My python function is given a (long) list of path arguments, each of which can possibly be a glob. I make a pass over this list using glob.glob
to extract all the matching filenames, like this:
files = [filename for pattern in patterns for filename in glob.glob(pattern)]
That works, but the filesystem I'm on has very poor performance for directory listing operations, and currently this operation adds about a minute(!) to the start-up time of my program. So I would like to only perform glob expansion for non-trivial glob patterns (i.e. those that aren't just normal pathnames) to speed this up. I.e.
def cheapglob(pattern):
return [pattern] if istrivial(pattern) else glob.glob(pattern)
files = [filename for pattern in patterns for filename in cheapglob(pattern)]
Since glob.glob
basically does a set of directory listings coupled with fnmatch.fnmatch
, I thought it should be possible to somehow ask fnmatch
whether a given string is a non-trivial pattern or not, but I can't see how to do that.
As a fallback, I guess I could attempt to identify these patterns in the string myself, though that feels a lot like reinventing the wheel, and would be error prone.
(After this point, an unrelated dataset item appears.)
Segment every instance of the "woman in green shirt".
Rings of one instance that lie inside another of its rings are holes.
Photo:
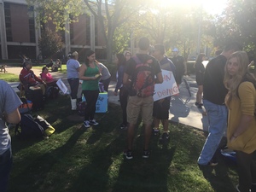
[[[82,64],[79,71],[79,79],[83,80],[82,94],[84,94],[87,102],[84,121],[84,125],[86,128],[98,125],[94,119],[94,115],[99,96],[99,79],[102,75],[95,58],[95,52],[89,50],[85,55],[85,64]]]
But this feels like the sort of thing there should be an elegant solution for.
According to the fnmatch source code, the only special characters it recognizes are *
, ?
, [
and ]
. Hence any pattern that does not contain any of these will only match itself. We can therefore implement the cheapglob
mentioned in the question as
def cheapglob(s): return glob.glob(s) if re.search("[][*?]", s) else [s]
This will only hit the file system for patterns which include special characters. This differs subtly from a plain glob.glob
: For a pattern with no special characters like "foo.txt", this function will return ["foo.txt"]
regardless of whether that file exists, while glob.glob
will return []
if the file isn't there. So the calling function will need to handle the possibility that some of the returned files might not exist.